Un dentiste américain bourré de pèze bute un lion qui ne lui avait rien demandé ; le lion était un grand artiste dans sa catégorie ; il avait le droit de se faire photographier par les milliers de touristes qui faisaient tout exprès le déplacement dans le parc naturel du Zimbabwe où il créchait. L’exécuteur a des remords, nous dit la presse, ce qui ne ne nous empêche pas de penser qu’il est des roi des cons qui s’ignorent. J’ai plutôt un faible pour le roi de la forêt.

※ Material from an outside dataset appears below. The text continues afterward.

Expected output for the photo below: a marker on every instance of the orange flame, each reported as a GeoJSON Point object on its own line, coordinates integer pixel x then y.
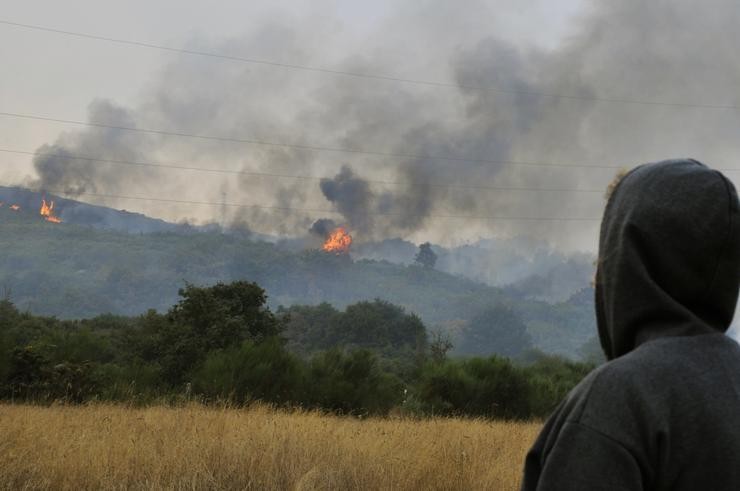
{"type": "Point", "coordinates": [338, 241]}
{"type": "Point", "coordinates": [47, 211]}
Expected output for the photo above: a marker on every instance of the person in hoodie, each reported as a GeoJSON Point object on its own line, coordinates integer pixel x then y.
{"type": "Point", "coordinates": [664, 411]}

Dans le pub des heures perdues à l’aéroport d’Halifax, en Nouvelle-Ecosse, j’ai demandé un club sandwich en toute sécurité, après avoir passé le dispositif qui vous met à poil les glabres les plus imberbes. Un sandwich du genre de préparation sur-couches avec trois étages de pain carré, tranche de poulet cartonné, bacon coriace de la couenne et des rondelles de tomate – singulière – qui ont l’air tomate (singulier, non ? On en reste tout bête). Trois voisins de table à la carrure qui suscitait forcément le respect avaient cédé à la même tentation que mézigue et se pourléchaient joyeusement les badigoinces. Des lions, je te dis. Soudain je réalisai qu’ils ouvraient grand le clapier à bouftance afin d’ingurgiter en une seule lampée les mastards. Ouah ! J’en suis resté du coup bouche bée, mais en plus modeste, forcément.

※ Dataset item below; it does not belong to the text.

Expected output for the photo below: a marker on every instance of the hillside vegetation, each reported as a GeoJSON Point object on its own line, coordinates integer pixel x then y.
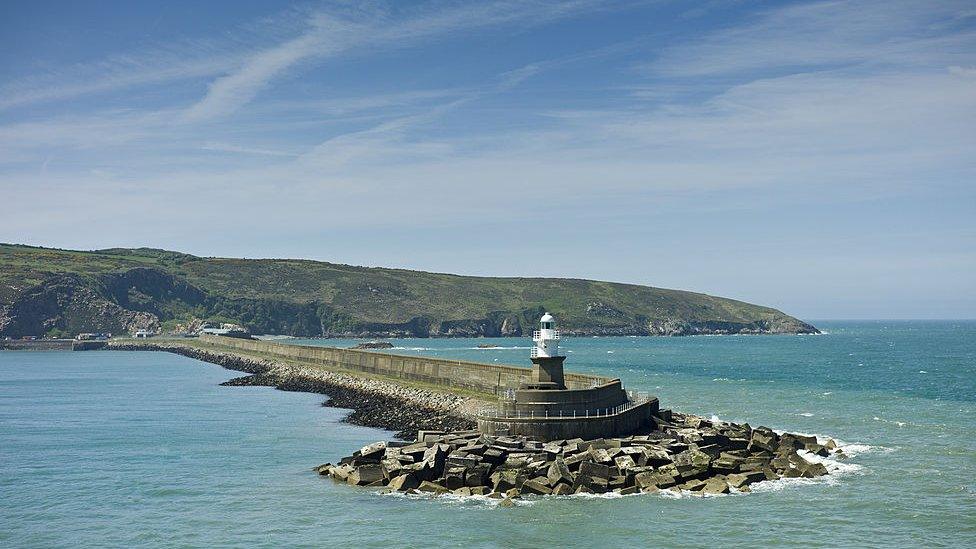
{"type": "Point", "coordinates": [50, 291]}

Ils l’ouvraient – tu l’as deviné – comme des lions. Ça tombait pile – poil avec le club, naturellement. Me voilà saisi de quelques frissons. Pourvu qu’il n’y ait pas un chasseur de têtes, me suis-je dit. J’ai grignoté mon sandwich, en m’essorant les salsifis, recroquevillé sur ma rêverie. Il est vrai que je n’avais pas bouffé du lion.